19

142 13 1
                                    

EMİR KANLI 'DAN 

Söylediğim kelimeler boğazına oturmuşça soluksuz bir şekilde yüzüme baktı.  Gözleri her zaman ki ifadesinden daha farklı hal alırken titremeye başlayan çenesine hakim olmaya çalışarak

"Annem " diye mırıldandı.

Onu anlamamak mümkün değildi. Eminim şuan kafası gerçekten karmakarışık olmalı. Her şeyden habersiz, hayatını suyun akışına bırakmış gibi. Sadece yaşıyor. Birden bire benimle tanışması ve aramızda geçenlerden sonra annesini öğrenmesi. Daha doğrusu az sonra öğrenecek olması onu daha da yıpratacağından eminim.

Ona yaşattıklarımdan babam kadar bende pişmanım.Babam  Siktiğimin kadınıyla buraya  gelmeseydi şuan göz yaşına bile dayanamadığım kızın karşımda tekrar ağlamasına göz yummuş olmayacaktım.
Onu annemden uzak tutmaya çalışırken bir yandan da  kendi öz annesinin ortaya çıkması  işin içinden çıkılmayacak bir hal almasına neden olmaya başlayacak.

" Annem"

Şaşkınlığını tekrar dile getirirken tutmakta zorlandığı her halinden  belli  göz yaşlarını yanaklarından yol almasına izin verdi.

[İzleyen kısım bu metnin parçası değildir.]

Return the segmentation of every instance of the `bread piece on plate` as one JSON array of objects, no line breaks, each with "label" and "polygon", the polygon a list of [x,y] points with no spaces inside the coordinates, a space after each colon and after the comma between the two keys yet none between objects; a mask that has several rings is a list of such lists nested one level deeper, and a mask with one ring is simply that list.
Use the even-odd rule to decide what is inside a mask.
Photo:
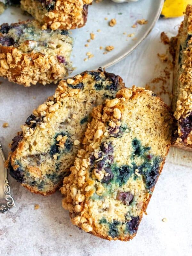
[{"label": "bread piece on plate", "polygon": [[42,30],[27,21],[0,26],[0,76],[30,86],[56,83],[73,70],[73,39],[66,30]]},{"label": "bread piece on plate", "polygon": [[101,69],[61,81],[13,139],[11,175],[32,192],[54,193],[69,174],[93,108],[124,87],[121,77]]},{"label": "bread piece on plate", "polygon": [[87,21],[93,0],[21,0],[21,9],[43,25],[55,30],[81,28]]},{"label": "bread piece on plate", "polygon": [[133,87],[94,108],[61,189],[72,223],[111,240],[135,235],[171,145],[172,120],[152,92]]},{"label": "bread piece on plate", "polygon": [[170,47],[174,59],[172,108],[177,121],[173,145],[192,151],[192,5]]}]

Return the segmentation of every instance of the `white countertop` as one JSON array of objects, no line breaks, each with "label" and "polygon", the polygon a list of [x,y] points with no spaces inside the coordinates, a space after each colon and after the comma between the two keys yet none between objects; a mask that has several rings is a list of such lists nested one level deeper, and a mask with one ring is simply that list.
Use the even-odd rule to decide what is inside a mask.
[{"label": "white countertop", "polygon": [[[159,20],[135,51],[107,71],[121,76],[128,87],[144,86],[155,77],[158,68],[154,60],[156,58],[155,61],[159,61],[156,53],[165,51],[160,42],[161,32],[176,34],[181,20]],[[0,140],[7,156],[7,144],[20,130],[20,124],[33,108],[53,93],[56,86],[24,88],[1,81]],[[2,127],[4,122],[9,123],[9,127]],[[9,179],[16,206],[0,215],[0,255],[192,255],[191,167],[165,163],[147,209],[148,215],[143,216],[136,236],[127,242],[109,242],[82,232],[71,223],[68,212],[62,208],[59,192],[44,197],[32,194],[11,177]],[[35,210],[35,204],[40,207]],[[164,218],[166,222],[162,220]]]}]

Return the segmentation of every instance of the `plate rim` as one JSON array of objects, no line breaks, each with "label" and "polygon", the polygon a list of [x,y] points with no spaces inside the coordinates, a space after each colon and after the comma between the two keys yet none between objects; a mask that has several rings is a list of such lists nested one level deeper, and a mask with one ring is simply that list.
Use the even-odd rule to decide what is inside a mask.
[{"label": "plate rim", "polygon": [[114,65],[115,64],[116,64],[116,63],[117,63],[119,61],[122,60],[123,59],[125,58],[125,57],[126,57],[127,56],[130,54],[130,53],[131,53],[134,50],[137,48],[137,47],[138,46],[143,42],[143,41],[147,37],[147,36],[150,33],[151,31],[154,27],[156,22],[158,20],[159,17],[160,17],[160,15],[161,15],[161,11],[162,10],[162,9],[163,9],[163,5],[164,3],[164,0],[160,0],[161,2],[160,3],[159,6],[159,7],[158,11],[157,12],[157,13],[156,13],[156,15],[155,17],[155,19],[153,21],[153,22],[147,30],[142,37],[137,42],[137,43],[133,45],[133,46],[130,49],[129,49],[129,50],[128,50],[125,53],[122,54],[119,57],[116,58],[112,61],[109,62],[109,63],[108,63],[107,64],[106,64],[105,65],[103,66],[102,67],[103,68],[109,68],[110,67],[111,67],[111,66]]}]

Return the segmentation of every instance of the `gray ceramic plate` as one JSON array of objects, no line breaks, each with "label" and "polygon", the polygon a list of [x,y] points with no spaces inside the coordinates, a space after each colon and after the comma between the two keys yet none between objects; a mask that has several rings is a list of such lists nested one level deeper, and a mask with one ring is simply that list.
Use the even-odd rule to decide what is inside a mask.
[{"label": "gray ceramic plate", "polygon": [[[99,67],[107,68],[130,53],[153,27],[159,17],[164,2],[164,0],[139,0],[117,4],[111,0],[103,0],[98,4],[94,2],[89,7],[86,26],[71,31],[74,39],[72,60],[76,68],[71,75],[85,70],[96,69]],[[29,16],[22,15],[20,8],[14,7],[7,9],[0,17],[1,24],[17,22],[19,19],[31,19]],[[117,21],[112,27],[108,24],[112,19],[115,19]],[[148,20],[147,24],[138,24],[136,28],[132,27],[137,20],[143,19]],[[100,31],[98,32],[98,30]],[[95,35],[95,39],[88,43],[91,33]],[[134,36],[127,36],[132,34],[134,34]],[[89,46],[86,47],[87,44]],[[103,54],[105,47],[109,45],[113,46],[114,50]],[[102,49],[100,49],[100,46]],[[89,59],[86,55],[87,52],[93,54],[94,57]],[[84,61],[86,58],[88,60]]]},{"label": "gray ceramic plate", "polygon": [[[104,0],[99,4],[94,3],[89,7],[86,26],[72,31],[75,39],[73,60],[76,69],[73,75],[86,69],[97,69],[99,67],[108,67],[130,53],[146,37],[158,19],[163,7],[164,0],[139,0],[137,2],[116,4],[110,0]],[[105,18],[108,18],[106,20]],[[116,24],[109,26],[112,19],[115,19]],[[144,19],[147,24],[138,25],[132,28],[138,20]],[[100,29],[100,32],[97,32]],[[95,35],[94,40],[87,43],[90,34]],[[126,34],[124,34],[126,33]],[[134,33],[134,36],[127,35]],[[89,46],[85,47],[88,43]],[[108,45],[114,50],[104,54],[105,47]],[[100,46],[103,47],[100,49]],[[94,57],[85,62],[89,52]]]}]

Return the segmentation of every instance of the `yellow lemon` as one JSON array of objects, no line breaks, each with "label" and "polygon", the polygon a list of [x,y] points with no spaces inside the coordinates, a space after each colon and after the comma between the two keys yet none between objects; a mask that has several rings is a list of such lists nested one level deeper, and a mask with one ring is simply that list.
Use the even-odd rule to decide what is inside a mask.
[{"label": "yellow lemon", "polygon": [[165,18],[173,18],[183,15],[187,4],[192,0],[165,0],[161,14]]}]

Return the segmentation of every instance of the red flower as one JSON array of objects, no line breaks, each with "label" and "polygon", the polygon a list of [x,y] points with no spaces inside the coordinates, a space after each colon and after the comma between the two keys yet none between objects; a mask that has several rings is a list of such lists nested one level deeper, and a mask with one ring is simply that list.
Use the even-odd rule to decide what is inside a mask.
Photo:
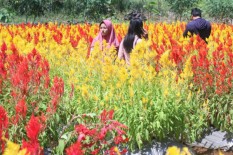
[{"label": "red flower", "polygon": [[2,137],[2,132],[7,129],[8,117],[5,109],[0,106],[0,138]]},{"label": "red flower", "polygon": [[26,126],[27,136],[31,141],[38,141],[39,132],[42,129],[42,125],[39,122],[39,119],[32,115]]},{"label": "red flower", "polygon": [[25,99],[20,100],[15,106],[16,114],[19,114],[23,117],[27,114],[27,105]]},{"label": "red flower", "polygon": [[69,148],[66,149],[66,154],[67,155],[84,155],[81,143],[77,141],[76,143],[71,145]]}]

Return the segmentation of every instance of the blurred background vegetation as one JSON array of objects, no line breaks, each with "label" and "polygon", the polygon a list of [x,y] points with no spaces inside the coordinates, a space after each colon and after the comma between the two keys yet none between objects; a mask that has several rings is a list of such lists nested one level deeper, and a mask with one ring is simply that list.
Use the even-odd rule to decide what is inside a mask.
[{"label": "blurred background vegetation", "polygon": [[210,21],[233,23],[232,0],[0,0],[0,22],[122,22],[132,12],[154,22],[188,21],[193,7]]}]

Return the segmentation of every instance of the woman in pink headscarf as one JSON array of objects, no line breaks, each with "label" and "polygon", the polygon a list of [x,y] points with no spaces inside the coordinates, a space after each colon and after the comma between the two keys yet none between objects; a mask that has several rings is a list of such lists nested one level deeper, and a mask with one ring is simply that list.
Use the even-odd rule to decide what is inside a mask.
[{"label": "woman in pink headscarf", "polygon": [[107,19],[103,20],[100,23],[99,28],[100,28],[100,32],[98,36],[95,39],[93,39],[91,43],[91,51],[94,48],[96,42],[100,43],[100,49],[103,50],[103,40],[105,40],[108,43],[108,46],[107,46],[108,48],[110,48],[111,46],[114,46],[116,50],[118,50],[119,41],[117,39],[112,22]]}]

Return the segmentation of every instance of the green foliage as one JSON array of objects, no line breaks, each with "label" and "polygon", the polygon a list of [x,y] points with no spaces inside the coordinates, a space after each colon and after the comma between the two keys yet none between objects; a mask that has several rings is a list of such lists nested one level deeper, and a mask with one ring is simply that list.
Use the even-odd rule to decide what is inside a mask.
[{"label": "green foliage", "polygon": [[198,4],[199,0],[165,0],[170,5],[170,9],[172,12],[176,14],[176,18],[183,17],[183,14],[186,11],[190,11],[192,7]]},{"label": "green foliage", "polygon": [[6,8],[0,9],[0,22],[8,23],[12,17],[12,13],[10,13]]},{"label": "green foliage", "polygon": [[45,0],[17,0],[9,1],[9,7],[19,15],[36,17],[44,15],[46,10]]}]

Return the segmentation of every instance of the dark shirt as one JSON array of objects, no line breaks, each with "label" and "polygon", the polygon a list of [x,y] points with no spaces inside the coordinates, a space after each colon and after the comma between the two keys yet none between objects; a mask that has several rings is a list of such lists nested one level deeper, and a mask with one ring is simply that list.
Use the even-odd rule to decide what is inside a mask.
[{"label": "dark shirt", "polygon": [[187,24],[183,36],[187,37],[188,32],[190,32],[191,35],[199,35],[206,42],[206,38],[209,38],[210,36],[211,24],[209,21],[203,18],[197,18]]}]

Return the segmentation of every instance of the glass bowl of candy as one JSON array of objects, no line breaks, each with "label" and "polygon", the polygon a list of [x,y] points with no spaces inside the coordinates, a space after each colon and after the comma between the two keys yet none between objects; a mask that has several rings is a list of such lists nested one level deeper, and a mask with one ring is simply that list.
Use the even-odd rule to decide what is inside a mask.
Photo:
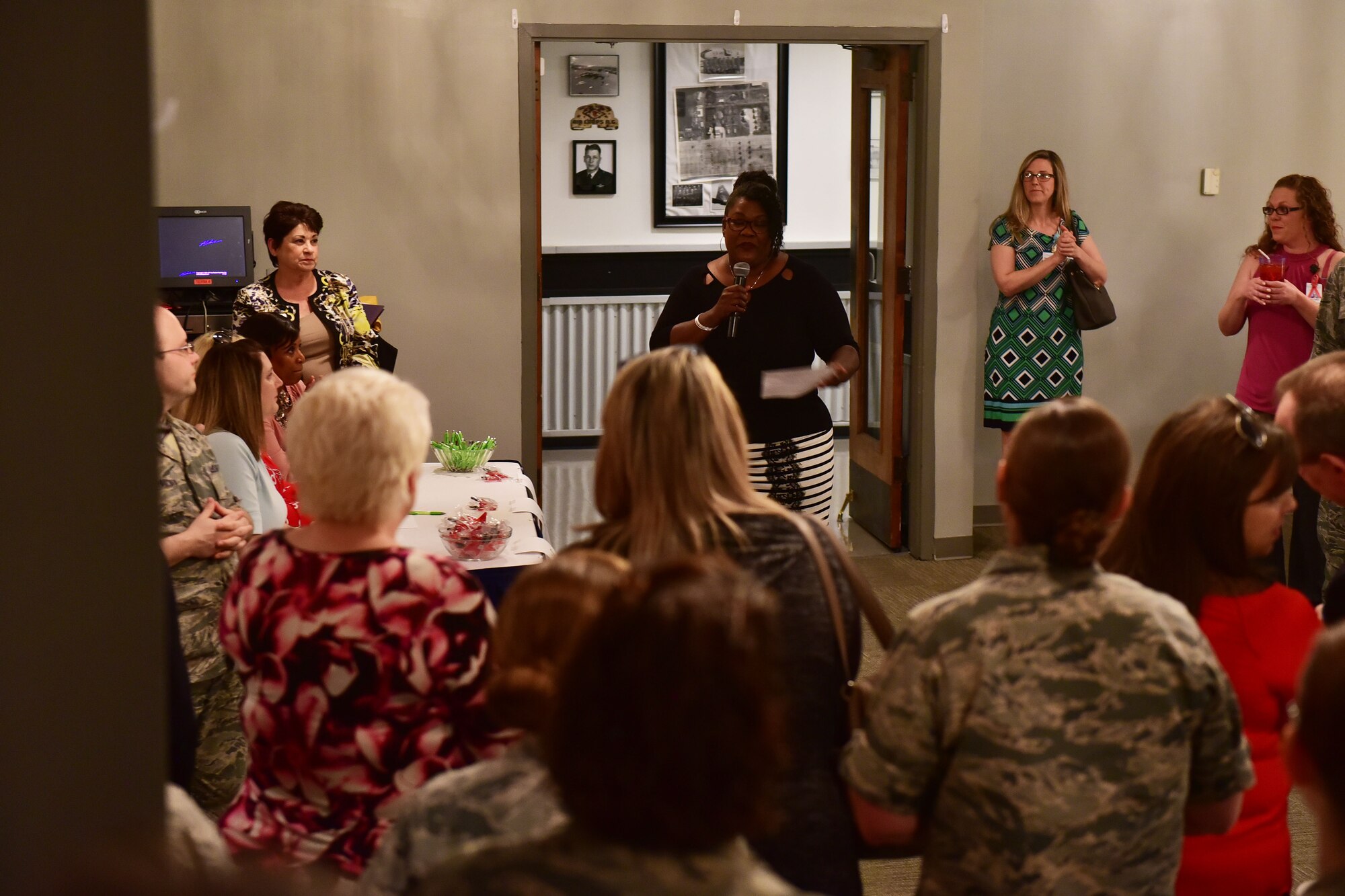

Elimle usulca omuzlarını tutup,  yüzümü yüzüne yaklaştırarak akmakta olan göz yaşlarına dudaklarımı bastırdım.

Yumuşacık teni beni her defasında kendine çekerken o hala hareketsizce beklemekteydi.

Kulağına eğilerek  " Seni annene kavuşturacağım... Eğer istersen " diye fısıldadım.

Artık onunda öğrenmesi lazımdı. Ben bunu başından beri babama söylesem de vaktinin gelmediğini söyleyerek beni geçiştiriyorum. Bunun farkında olmama rağmen sabrediyorum. Bir bildiği vardır diye her defasında boyun eğiyordum.  Ama bu sefer olmaz. Her şeyi öğrenip kendi hayatımıza yeni bir başlangıç yapacağız. Yeni güzel bir başlangıç.

EYLÜL 'DEN

Annem miydi?
O muydu yine şuan ki mutsuzluğumun sebebi. Gözyaşlarımın akmasına sebep olan o kadın mıydı?

Her defasında yaptığı gibi, yine yaptı. Yine beni üzmeyi başarmıştı.

Ama en çokta en ummadığım kişi onun varlığından haberdardı ama bana söylememişti. İşte en çokta buydu üzen beni. Bunca zaman beni oynatmıştı. Sahi ne zamandan beri haberdardı.

Hıçkırıklarıma hakim olmaya uzun zaman önce bir son verip , tüm içtenliğimle ağlıyordum. Emir beni omuzlarımdan tutup , kafamı göğsüne bastırdığın da daha çok ağlamaya başladım.

Onun göğsünde önceden o kadar huzurluydum ki... şimdi ise sadece bana sarıldığını hissediyorum. Ne bir duygu ne bir his. İçime çektiğim duman kokusu şimdi bana bir zehirmiş gibi gelip midemi bulandırmaktan başka hiç bir işe yaramıyordu.

Gözyaşlarımı dizginlemeye çalışarak, ellerimi hızla Emir'in göğsüne koyup var gücümle ittirdim. Boşluğuna gelmiş olacak ki sendeleyerek şaşkınca benden uzaklaştı.

Kalbimdeki  çarpıntı katlanılası gibi değil..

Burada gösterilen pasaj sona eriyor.